Ontario Institute for Cancer Research, MaRS Centre, South Tower, 101 College Street, Suite 800, Toronto, ON M5G 0A3, Canada.
Genome Biol. 2010;11(5):R53. doi: 10.1186/gb-2010-11-5-r53. Epub 2010 May 19.
One challenge facing biologists is to tease out useful information from massive data sets for further analysis. A pathway-based analysis may shed light by projecting candidate genes onto protein functional relationship networks. We are building such a pathway-based analysis system.
We have constructed a protein functional interaction network by extending curated pathways with non-curated sources of information, including protein-protein interactions, gene coexpression, protein domain interaction, Gene Ontology (GO) annotations and text-mined protein interactions, which cover close to 50% of the human proteome. By applying this network to two glioblastoma multiforme (GBM) data sets and projecting cancer candidate genes onto the network, we found that the majority of GBM candidate genes form a cluster and are closer than expected by chance, and the majority of GBM samples have sequence-altered genes in two network modules, one mainly comprising genes whose products are localized in the cytoplasm and plasma membrane, and another comprising gene products in the nucleus. Both modules are highly enriched in known oncogenes, tumor suppressors and genes involved in signal transduction. Similar network patterns were also found in breast, colorectal and pancreatic cancers.
We have built a highly reliable functional interaction network upon expert-curated pathways and applied this network to the analysis of two genome-wide GBM and several other cancer data sets. The network patterns revealed from our results suggest common mechanisms in the cancer biology. Our system should provide a foundation for a network or pathway-based analysis platform for cancer and other diseases.
生物学家面临的一个挑战是从大量数据集提取有用信息以进行进一步分析。基于途径的分析可以通过将候选基因投射到蛋白质功能关系网络上来提供启示。我们正在构建这样一个基于途径的分析系统。

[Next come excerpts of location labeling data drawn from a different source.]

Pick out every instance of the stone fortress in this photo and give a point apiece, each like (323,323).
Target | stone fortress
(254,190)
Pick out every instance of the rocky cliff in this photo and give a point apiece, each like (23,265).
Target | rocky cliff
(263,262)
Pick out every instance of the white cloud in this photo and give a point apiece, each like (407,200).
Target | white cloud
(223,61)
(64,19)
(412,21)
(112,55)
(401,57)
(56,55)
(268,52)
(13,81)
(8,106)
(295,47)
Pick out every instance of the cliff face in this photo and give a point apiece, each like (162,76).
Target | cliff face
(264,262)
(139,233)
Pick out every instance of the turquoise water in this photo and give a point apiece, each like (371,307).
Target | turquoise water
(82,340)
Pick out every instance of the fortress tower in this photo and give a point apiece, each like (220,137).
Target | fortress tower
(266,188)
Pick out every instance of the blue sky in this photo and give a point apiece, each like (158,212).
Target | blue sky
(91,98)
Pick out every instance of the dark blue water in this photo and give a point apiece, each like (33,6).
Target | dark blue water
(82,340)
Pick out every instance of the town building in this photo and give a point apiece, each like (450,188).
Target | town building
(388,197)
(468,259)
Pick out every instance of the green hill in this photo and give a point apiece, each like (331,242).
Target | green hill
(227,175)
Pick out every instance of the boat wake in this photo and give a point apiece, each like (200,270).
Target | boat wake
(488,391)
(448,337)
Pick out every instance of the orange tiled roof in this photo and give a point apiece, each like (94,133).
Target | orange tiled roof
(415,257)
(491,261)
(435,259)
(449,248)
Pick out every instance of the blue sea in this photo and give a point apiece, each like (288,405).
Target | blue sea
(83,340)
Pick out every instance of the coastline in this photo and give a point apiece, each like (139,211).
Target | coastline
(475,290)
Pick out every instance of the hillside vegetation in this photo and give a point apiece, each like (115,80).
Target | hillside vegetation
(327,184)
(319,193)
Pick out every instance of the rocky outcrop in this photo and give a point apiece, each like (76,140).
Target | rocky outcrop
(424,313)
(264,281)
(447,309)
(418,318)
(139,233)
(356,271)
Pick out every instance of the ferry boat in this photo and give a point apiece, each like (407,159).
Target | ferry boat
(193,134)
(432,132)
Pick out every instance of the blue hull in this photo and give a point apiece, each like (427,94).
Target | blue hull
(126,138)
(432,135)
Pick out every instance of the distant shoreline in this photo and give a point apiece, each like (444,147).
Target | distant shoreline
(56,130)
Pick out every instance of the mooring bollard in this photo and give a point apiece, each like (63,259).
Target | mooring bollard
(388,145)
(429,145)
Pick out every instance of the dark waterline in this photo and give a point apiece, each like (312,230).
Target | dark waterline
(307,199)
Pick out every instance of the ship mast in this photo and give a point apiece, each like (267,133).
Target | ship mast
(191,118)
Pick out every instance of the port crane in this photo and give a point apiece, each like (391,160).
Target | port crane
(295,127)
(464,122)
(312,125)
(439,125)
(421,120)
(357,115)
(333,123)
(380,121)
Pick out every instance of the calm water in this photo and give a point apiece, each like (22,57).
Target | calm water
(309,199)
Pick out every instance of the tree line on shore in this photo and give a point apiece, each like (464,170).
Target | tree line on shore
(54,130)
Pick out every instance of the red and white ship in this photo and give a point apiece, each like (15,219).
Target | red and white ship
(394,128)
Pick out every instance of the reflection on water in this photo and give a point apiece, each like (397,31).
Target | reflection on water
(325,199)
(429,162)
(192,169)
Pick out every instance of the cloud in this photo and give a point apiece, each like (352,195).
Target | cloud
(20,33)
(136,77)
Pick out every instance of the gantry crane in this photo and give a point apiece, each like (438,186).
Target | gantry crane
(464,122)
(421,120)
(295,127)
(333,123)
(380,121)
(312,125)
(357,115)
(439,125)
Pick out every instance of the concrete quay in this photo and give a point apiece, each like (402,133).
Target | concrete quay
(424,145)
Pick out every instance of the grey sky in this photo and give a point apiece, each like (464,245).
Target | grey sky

我们通过扩展经过精心整理的途径,结合非精心整理的信息来源,构建了一个蛋白质功能相互作用网络,包括蛋白质-蛋白质相互作用、基因共表达、蛋白质结构域相互作用、基因本体 (GO) 注释和文本挖掘的蛋白质相互作用,这些信息涵盖了近 50%的人类蛋白质组。通过将该网络应用于两个胶质母细胞瘤多形性 (GBM) 数据集,并将癌症候选基因投射到网络上,我们发现大多数 GBM 候选基因形成一个簇,比随机预期的更接近,并且大多数 GBM 样本在两个网络模块中都有序列改变的基因,一个主要包含其产物定位于细胞质和质膜的基因,另一个包含核内基因产物的基因。这两个模块都高度富含已知的癌基因、肿瘤抑制基因和参与信号转导的基因。在乳腺癌、结直肠癌和胰腺癌中也发现了类似的网络模式。
我们在专家整理的途径基础上构建了一个高度可靠的功能相互作用网络,并将该网络应用于两个全基因组 GBM 和其他几个癌症数据集的分析。我们从结果中揭示的网络模式表明癌症生物学中存在共同的机制。我们的系统应为癌症和其他疾病的网络或途径分析平台提供基础。